Among the changes is the availability of certain food items. Now a mere three years ago, there were very few "fancy" goods on sale. You could easily get your locally grown vegetables in season, your various forms of salami, your polenta, and your coca cola. But there were a number of items that were less easy to find, or, to be completely honest, impossible outside maybe of a few specialist delicatessens in Bucharest (By the way, as a complete aside, is the plural of delicatessen delicatessens? It looks wrong.)
But slowly things started to show up. I first noticed this in the vinegar aisle, where the usual clear "white" vinegar ruled supreme, but gradually inroads were made by first apple/cider vinegar, then red wine vinegar, and now even balsamic. You still can't get malt vinegar for your chips, but then outside of the UK I've rarely seen that (you can get it in the US, where it is marketed as a "gourmet" product, because it's exotic and foreign).
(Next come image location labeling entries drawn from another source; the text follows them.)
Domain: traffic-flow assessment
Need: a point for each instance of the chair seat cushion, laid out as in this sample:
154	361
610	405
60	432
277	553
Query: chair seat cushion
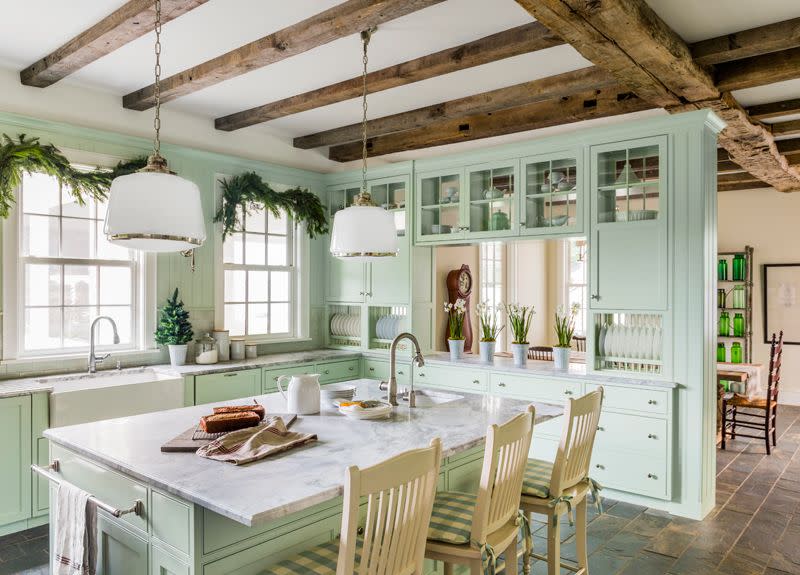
451	521
536	482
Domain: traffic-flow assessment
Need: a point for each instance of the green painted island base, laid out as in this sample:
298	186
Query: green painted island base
176	537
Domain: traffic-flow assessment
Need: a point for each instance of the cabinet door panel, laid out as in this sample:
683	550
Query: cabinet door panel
15	453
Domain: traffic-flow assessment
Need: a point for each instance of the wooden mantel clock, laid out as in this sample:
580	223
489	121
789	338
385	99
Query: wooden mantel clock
459	285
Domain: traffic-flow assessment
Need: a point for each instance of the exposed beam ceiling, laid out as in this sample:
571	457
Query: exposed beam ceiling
753	42
628	39
132	20
552	87
585	106
349	17
513	42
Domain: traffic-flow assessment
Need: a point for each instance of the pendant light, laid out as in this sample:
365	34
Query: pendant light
154	210
364	231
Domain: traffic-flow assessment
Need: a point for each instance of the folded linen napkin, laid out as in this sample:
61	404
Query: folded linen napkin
75	537
254	443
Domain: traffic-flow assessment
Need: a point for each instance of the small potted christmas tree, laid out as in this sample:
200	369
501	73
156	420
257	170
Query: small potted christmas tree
174	329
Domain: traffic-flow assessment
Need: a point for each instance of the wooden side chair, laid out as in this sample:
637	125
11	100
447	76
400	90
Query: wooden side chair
400	493
553	489
540	352
472	530
759	413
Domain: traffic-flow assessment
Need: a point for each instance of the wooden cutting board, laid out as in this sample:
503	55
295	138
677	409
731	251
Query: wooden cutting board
185	442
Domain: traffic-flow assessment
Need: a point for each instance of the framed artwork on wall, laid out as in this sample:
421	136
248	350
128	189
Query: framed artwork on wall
781	284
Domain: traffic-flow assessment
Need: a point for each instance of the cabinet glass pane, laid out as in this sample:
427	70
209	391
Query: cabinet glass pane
439	205
628	185
491	199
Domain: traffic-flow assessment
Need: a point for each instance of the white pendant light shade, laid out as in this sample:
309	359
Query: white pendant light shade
364	233
155	212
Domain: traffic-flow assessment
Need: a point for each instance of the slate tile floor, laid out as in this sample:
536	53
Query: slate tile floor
753	530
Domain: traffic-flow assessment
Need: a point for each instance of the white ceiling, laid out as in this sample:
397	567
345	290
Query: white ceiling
32	29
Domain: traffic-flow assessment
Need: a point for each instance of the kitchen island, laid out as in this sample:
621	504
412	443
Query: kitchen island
200	516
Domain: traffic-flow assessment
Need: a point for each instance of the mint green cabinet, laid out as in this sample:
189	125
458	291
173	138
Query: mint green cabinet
551	198
629	261
225	386
15	453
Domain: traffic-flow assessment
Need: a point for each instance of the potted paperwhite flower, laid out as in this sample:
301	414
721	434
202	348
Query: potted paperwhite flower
455	315
490	329
565	328
520	318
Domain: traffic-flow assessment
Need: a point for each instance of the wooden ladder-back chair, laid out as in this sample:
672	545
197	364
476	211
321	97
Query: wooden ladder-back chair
391	540
554	489
540	352
759	413
470	529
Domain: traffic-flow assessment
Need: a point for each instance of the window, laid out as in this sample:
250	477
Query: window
260	278
69	274
575	284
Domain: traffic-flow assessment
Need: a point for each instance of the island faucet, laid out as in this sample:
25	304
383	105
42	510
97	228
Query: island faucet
94	359
418	359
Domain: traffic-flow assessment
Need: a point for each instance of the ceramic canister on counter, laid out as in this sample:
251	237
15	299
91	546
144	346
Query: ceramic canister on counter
237	348
222	336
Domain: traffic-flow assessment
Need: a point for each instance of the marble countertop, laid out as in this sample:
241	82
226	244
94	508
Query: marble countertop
290	482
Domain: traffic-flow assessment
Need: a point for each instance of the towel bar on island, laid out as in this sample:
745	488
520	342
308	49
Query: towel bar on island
50	471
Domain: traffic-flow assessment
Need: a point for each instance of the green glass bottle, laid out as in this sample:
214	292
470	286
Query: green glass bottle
738	267
722	270
736	352
738	325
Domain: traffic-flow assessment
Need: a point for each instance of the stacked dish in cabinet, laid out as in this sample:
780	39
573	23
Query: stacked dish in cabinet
630	342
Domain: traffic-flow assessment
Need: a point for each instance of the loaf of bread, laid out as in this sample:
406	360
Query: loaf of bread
222	422
256	408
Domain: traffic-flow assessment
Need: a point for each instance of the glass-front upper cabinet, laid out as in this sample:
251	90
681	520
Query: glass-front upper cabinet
491	208
551	201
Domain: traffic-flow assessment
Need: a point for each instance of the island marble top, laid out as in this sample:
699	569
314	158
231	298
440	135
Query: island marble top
293	481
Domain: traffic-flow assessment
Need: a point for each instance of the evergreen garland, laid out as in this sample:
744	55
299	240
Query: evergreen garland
247	192
28	155
173	325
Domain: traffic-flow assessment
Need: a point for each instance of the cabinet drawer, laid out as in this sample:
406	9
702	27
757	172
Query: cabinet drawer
624	432
641	475
338	371
529	388
271	375
108	486
449	378
224	386
634	399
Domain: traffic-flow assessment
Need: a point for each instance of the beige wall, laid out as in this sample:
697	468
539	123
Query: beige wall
768	221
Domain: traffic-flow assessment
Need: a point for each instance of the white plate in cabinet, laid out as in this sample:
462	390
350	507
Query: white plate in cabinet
644	435
530	388
641	475
654	401
449	378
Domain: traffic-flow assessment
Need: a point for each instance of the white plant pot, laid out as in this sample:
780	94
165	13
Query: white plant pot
456	349
177	354
520	353
561	358
487	351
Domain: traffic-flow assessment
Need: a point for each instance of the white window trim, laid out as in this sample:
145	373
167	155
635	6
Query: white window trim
13	328
301	247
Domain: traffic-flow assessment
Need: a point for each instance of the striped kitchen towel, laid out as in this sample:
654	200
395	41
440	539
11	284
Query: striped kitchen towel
254	443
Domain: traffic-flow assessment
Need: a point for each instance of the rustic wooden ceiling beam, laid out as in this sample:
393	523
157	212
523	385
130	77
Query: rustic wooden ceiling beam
349	17
584	106
551	87
747	43
513	42
132	20
758	70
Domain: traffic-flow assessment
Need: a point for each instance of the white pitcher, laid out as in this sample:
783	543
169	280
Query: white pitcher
302	393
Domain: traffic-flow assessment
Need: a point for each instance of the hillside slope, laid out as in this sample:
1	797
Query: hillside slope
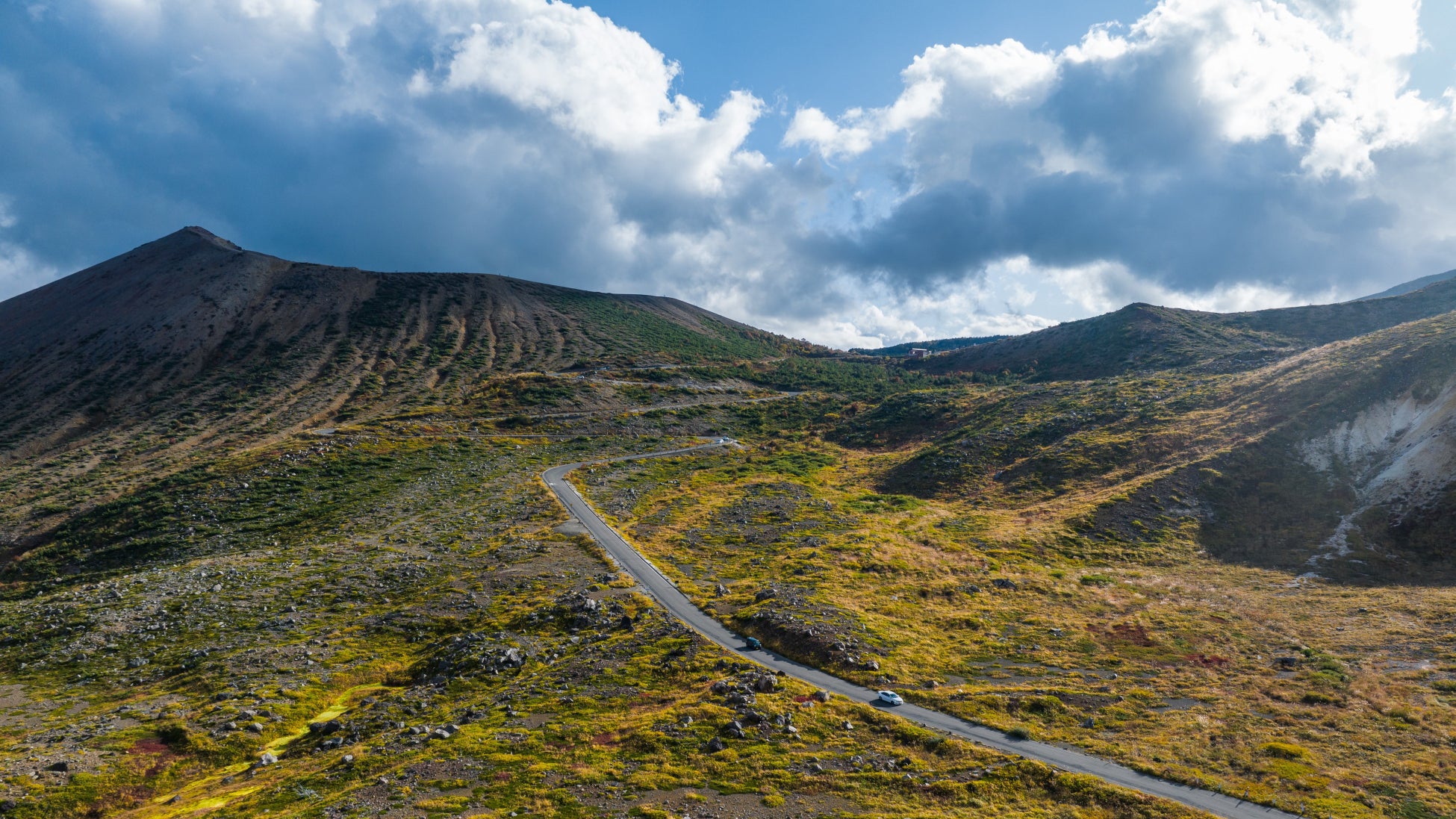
1142	338
194	322
191	345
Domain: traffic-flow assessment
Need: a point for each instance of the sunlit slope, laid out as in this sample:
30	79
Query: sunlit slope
193	320
1341	454
1142	338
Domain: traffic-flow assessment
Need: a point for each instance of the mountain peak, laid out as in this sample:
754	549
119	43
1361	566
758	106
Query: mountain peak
193	233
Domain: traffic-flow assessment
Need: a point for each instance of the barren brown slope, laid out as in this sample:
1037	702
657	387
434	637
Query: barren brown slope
191	342
1142	338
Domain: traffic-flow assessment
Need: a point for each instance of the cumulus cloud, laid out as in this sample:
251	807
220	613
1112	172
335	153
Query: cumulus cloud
1210	149
1215	155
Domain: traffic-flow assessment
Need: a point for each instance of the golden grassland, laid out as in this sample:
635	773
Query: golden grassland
1305	693
326	576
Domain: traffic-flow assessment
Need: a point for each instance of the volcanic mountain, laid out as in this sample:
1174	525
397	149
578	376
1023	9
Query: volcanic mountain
194	323
1142	338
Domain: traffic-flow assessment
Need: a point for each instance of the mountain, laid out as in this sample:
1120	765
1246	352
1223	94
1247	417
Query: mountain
1142	338
935	345
193	326
1411	285
276	541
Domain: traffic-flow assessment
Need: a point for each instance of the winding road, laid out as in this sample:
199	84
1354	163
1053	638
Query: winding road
1065	759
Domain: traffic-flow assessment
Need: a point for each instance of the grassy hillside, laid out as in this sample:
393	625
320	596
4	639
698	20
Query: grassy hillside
1142	338
190	346
1212	547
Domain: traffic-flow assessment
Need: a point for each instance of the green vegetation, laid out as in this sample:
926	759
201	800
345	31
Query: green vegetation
320	576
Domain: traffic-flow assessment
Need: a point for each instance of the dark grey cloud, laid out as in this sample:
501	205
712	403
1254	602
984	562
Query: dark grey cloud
401	134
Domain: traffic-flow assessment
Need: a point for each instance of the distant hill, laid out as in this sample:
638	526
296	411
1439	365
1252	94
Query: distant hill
1411	285
935	345
194	325
1142	338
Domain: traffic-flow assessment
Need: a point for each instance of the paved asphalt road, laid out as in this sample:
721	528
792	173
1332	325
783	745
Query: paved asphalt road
683	608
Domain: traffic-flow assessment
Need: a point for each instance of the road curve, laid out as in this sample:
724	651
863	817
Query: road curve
666	593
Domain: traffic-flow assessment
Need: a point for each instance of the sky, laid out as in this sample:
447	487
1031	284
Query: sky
850	172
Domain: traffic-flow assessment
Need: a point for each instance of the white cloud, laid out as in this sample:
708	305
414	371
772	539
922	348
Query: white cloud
1215	155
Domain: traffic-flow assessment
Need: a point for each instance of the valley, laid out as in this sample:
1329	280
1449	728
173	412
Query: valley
306	564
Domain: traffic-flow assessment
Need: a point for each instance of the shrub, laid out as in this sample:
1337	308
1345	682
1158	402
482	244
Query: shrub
1283	751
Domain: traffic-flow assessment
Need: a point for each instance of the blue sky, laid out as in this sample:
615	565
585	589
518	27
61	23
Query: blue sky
850	172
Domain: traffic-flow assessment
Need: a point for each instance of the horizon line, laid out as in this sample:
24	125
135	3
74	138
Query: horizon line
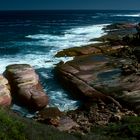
70	10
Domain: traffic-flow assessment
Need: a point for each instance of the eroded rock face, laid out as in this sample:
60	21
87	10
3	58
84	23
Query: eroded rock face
5	96
100	77
25	86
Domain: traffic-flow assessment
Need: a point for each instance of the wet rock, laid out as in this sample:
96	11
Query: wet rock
5	95
100	77
49	116
66	124
25	86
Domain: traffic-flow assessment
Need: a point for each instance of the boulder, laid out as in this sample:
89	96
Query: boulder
25	86
49	116
5	96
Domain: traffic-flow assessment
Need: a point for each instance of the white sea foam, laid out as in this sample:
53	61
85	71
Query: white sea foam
45	61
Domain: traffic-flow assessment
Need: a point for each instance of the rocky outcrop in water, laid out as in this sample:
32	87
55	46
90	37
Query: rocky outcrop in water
111	75
25	86
5	95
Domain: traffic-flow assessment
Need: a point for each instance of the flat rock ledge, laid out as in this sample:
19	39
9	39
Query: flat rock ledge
25	86
99	77
5	96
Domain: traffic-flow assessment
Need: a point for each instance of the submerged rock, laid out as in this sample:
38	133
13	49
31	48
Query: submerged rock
25	86
5	95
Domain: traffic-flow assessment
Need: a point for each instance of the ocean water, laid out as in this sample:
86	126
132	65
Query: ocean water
34	37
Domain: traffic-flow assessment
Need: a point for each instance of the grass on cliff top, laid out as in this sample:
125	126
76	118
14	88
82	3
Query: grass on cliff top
13	127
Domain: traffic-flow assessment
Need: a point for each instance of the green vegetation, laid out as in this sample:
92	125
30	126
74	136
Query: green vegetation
13	127
127	128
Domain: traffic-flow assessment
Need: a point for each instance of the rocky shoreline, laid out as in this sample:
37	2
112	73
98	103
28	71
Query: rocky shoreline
104	76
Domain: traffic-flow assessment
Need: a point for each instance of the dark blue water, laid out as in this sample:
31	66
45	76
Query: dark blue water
34	37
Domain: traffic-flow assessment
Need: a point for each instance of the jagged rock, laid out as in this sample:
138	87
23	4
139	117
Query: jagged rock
66	124
100	77
25	86
5	95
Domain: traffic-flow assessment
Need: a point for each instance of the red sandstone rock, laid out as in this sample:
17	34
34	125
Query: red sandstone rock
25	86
5	96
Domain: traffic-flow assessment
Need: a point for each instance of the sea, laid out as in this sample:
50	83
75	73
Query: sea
34	37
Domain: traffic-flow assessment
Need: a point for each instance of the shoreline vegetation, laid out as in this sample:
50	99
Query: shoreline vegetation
105	76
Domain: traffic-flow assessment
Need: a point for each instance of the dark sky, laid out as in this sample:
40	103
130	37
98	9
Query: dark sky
69	4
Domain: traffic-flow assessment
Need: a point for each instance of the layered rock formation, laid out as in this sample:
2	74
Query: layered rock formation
5	96
25	86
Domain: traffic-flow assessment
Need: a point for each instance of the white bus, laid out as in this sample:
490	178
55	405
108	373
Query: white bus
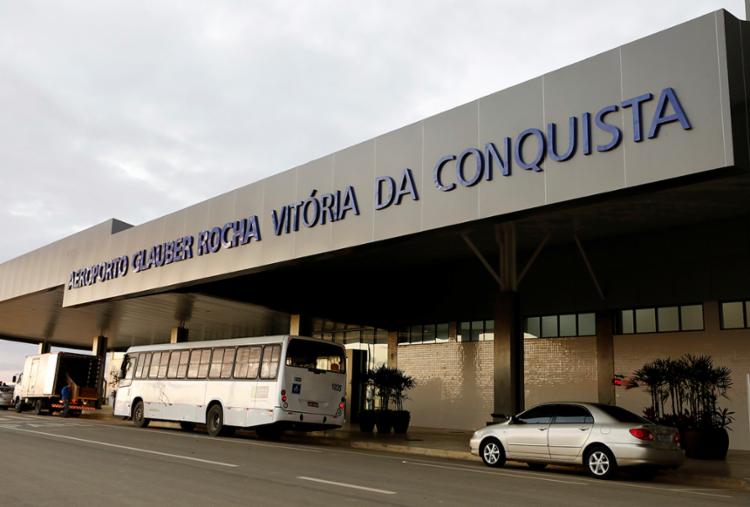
269	383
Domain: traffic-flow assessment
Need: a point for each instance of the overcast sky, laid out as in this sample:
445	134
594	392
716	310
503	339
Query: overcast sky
136	109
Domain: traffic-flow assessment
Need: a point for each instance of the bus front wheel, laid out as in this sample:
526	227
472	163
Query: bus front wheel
139	418
215	420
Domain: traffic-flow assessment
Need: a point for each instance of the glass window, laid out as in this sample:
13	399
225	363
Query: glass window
248	362
228	363
173	362
415	334
626	321
549	326
163	364
645	320
489	331
533	326
586	324
668	319
464	334
691	318
217	359
270	364
182	364
442	332
154	370
568	325
538	415
143	362
572	414
732	315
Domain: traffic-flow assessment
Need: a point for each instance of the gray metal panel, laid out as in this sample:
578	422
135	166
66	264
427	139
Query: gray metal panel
316	175
355	166
685	58
585	87
506	114
395	152
448	133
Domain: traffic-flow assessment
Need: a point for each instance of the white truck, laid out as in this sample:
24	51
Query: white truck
40	385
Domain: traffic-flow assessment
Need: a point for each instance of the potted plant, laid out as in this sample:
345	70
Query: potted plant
684	394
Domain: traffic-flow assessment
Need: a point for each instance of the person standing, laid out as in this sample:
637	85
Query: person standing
65	394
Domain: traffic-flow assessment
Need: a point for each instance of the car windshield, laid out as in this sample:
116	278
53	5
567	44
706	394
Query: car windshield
621	415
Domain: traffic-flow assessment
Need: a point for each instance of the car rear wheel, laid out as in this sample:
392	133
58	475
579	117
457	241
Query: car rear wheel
600	463
492	452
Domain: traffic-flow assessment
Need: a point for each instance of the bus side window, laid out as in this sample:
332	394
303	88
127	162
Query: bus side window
270	365
204	364
173	360
154	368
183	363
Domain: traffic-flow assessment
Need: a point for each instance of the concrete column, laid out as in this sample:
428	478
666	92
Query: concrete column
178	335
99	348
300	325
605	357
392	349
508	355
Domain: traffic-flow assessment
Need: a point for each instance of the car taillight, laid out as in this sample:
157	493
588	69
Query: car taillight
642	434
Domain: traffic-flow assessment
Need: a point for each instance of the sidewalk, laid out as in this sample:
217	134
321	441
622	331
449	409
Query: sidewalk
732	473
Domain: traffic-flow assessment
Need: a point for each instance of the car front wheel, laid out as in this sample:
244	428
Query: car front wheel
600	463
492	452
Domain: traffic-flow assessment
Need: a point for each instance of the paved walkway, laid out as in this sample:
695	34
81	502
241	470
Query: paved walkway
732	473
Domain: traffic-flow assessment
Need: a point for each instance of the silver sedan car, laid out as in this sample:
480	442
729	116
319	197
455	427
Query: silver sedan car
599	437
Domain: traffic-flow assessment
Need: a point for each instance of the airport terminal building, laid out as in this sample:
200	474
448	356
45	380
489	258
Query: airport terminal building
528	246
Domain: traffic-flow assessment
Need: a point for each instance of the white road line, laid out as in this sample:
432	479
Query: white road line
520	475
136	449
172	433
345	485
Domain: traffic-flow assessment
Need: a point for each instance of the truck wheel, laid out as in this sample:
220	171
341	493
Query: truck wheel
139	418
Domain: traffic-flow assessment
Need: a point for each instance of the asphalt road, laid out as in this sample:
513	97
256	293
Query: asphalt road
55	461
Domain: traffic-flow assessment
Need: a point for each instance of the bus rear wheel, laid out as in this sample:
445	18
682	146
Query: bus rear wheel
139	418
215	420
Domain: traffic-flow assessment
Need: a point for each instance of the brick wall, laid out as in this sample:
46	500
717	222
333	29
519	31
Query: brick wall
454	383
560	369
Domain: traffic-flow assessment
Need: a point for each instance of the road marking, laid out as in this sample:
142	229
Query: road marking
345	485
521	475
171	433
135	449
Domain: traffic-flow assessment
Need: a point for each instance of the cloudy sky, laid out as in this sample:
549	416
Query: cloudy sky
136	109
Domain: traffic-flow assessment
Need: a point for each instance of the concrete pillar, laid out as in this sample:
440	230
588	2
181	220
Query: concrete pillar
300	325
392	349
508	355
99	348
178	335
605	357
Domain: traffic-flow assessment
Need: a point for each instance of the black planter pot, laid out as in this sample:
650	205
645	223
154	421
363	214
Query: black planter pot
401	420
706	444
367	421
384	421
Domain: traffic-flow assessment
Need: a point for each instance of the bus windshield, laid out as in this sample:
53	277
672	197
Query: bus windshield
315	356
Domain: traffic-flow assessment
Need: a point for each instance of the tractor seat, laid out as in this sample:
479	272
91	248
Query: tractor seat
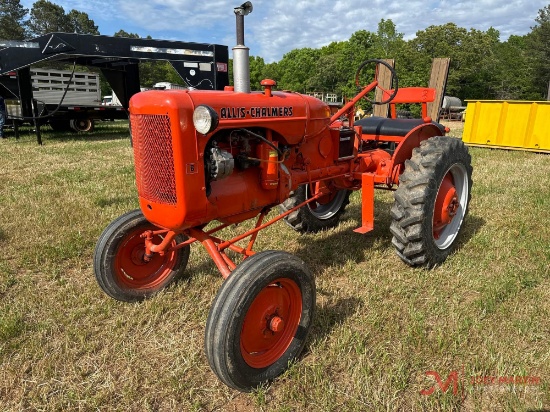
382	126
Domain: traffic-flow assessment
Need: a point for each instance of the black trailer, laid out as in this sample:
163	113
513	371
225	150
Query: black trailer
201	66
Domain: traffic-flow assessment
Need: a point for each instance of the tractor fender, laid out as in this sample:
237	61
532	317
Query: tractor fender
412	140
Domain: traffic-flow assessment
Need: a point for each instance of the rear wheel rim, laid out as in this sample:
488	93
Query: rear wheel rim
450	206
132	272
271	323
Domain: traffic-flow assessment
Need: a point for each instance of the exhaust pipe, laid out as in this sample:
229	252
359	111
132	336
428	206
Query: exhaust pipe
241	62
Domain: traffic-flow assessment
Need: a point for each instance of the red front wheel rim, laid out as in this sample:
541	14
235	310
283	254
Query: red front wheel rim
271	323
133	272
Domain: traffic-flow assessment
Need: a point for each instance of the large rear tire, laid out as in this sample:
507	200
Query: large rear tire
260	319
316	216
432	201
119	267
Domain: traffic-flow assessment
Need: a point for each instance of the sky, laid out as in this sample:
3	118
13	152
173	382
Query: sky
277	27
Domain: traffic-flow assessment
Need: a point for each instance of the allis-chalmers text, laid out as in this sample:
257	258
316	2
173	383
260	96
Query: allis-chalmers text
255	112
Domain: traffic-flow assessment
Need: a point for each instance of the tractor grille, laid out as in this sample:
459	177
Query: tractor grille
154	158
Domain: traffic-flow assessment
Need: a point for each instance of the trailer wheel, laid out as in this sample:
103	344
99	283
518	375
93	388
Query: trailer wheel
260	319
316	216
82	125
432	201
118	260
60	124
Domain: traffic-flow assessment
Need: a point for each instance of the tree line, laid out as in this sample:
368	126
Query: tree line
482	66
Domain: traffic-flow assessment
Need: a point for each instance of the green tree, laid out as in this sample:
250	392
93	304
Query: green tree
514	73
538	43
12	25
296	68
47	17
81	23
122	33
471	53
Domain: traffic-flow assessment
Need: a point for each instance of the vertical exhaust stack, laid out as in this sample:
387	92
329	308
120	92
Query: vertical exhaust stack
241	62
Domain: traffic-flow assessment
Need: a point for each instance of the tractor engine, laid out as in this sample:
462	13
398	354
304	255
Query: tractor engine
204	155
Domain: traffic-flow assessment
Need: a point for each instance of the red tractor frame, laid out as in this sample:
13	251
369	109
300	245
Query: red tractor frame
233	155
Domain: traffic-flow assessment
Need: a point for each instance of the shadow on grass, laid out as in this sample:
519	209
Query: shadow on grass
104	131
343	246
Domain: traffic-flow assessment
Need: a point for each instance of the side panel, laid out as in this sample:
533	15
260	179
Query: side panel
508	124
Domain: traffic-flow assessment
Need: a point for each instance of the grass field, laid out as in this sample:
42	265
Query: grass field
379	327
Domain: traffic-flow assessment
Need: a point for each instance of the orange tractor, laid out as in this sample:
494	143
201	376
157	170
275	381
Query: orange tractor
233	155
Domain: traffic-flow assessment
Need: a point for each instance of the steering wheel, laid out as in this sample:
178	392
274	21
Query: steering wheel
384	91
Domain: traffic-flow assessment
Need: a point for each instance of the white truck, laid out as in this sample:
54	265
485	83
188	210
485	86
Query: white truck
81	105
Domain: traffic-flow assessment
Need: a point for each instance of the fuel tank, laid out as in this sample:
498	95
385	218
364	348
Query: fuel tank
169	152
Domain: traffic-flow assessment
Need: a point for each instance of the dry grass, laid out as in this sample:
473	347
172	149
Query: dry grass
379	327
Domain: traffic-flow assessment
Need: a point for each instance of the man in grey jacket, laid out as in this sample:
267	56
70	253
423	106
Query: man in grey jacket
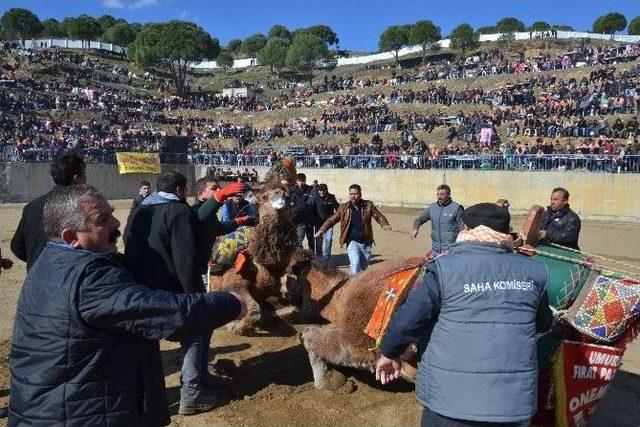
475	318
444	215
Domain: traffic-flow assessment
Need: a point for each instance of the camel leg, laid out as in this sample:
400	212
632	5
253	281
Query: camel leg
325	344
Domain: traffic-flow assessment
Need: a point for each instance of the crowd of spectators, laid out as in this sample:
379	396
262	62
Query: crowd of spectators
122	118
Other things that have become available:
- Broccoli - I know to the outsider that will sound odd - after all broccoli is practically ubiquitous, no? Not here. It only existed in ice bound packets, untouched for decades down the bottom of freezers in the frozen section of some supermarkets. Now you can buy it fresh in the market. Occasionally.
- Capers - not fresh, obv., but in jars
- Foreign wines - you have to go to fancy places like Carrefour or Spar to get them but they exist. (Note: Hungarian wines were available previously, but people here would consider them only loosely foreign)
- Herbs. Fresh ones. Well, you could always get dill and parsley, and mint grows by the roadside, but things like basil and coriander were merely a kind of late night had-too-much-wine fantasy. Not anymore. You have to drive all the way to the Spar in Udvarhely to get them, but get them you can.
- Exotic crisps - with enticing names like "Hot Salsa" (about as hot as a November day in Csikszereda), and "Sour Cream and Onion".
- Courgettes. You could always get these kind of faux-courgettes, which were light green (as opposed to the more traditional dark), but now at the market you can buy real ones. Sadly the growing community have not quite sussed the vegetable properly yet, and tend to overgrow it and let it become too marrow-esque. By only buying the very small ones, I'm hoping to send a message. (Though that message is probably read as "Here comes that stupid English bloke again, he'll buy all these underdeveloped marrows")
- Soy sauce - Not sure who uses it and for what, since it doesn't seem to be a key ingredient in anything that anyone eats, but it has appeared on the shelves.
- Chick peas - Again not in any great abundance, but in more specialist shops you can find them. I remember when I arrived I asked about them but nobody was really sure what I was on about. This was even after I had taught myself the Hungarian word (csicseriborsó). Now I can even say the word, show people the peas themselves and they still have no idea what they are. You can also buy humous in certain places, on a lucky day.
- Fresh fish - the szekely tend to look upon fresh fish and other seafood as being the work of satan. Not so much trout which is fairly common, but anything else really, and until recently I knew of nowhere in town where you could buy fresh fish. Bizarre, huh? I suppose being so far from the sea, it's not terribly surprising, but in these days of foods having their very own carbon footprints, you'd think people would slowly get used to the idea. I even saw fresh octopus in the Spar in Udvarhely. I bet no-one bought it.
- Dijon mustard. Well, I think you can get it in Carrefour, but beyond that you have to be content with that much less flavourful vividly coloured Romanian Mici mustard
- Tortilla chips. You can actually get ones that are cheese-flavoured, but as "all cheese is sajt" as I like to say, oh-so-wittily, and as tortilla chips should be unflavoured anyway, this is of no value. Before the arrival of fresh coriander this lack was of no great consequence, since without salsa, who needs tortilla chips? But now I am able to make my own fresh and delicious salsa (particularly given the abundance of utterly fantastic locally grown tomatoes), the lack has grown into a desperate need. So desperate in fact that I considered making my own tortillas, just so that I could let them go stale and then fry them up. But then I found a recipe for making tortillas that said I needed something called "masa harina", and added that you couldn't really buy it in the shops, but if you lived near a tortillera (tortilla factory) they would sell you some. At which point I threw the book across the room screaming "If I lived near a tortillera I wouldn't be making tortillas, MORONS!", quite freaking out my family.
- Chutney - no surprise really as Indian food is hardly taking the country by storm, but occasionally I dream of a day when I can pop down the shop and buy a jar of mango chutney or lime pickle to go with my curry. I did actually bring some back from England once but in a moment of cross-cultural comedy my mother-in-law threw it away thinking it was jam that had gone bad.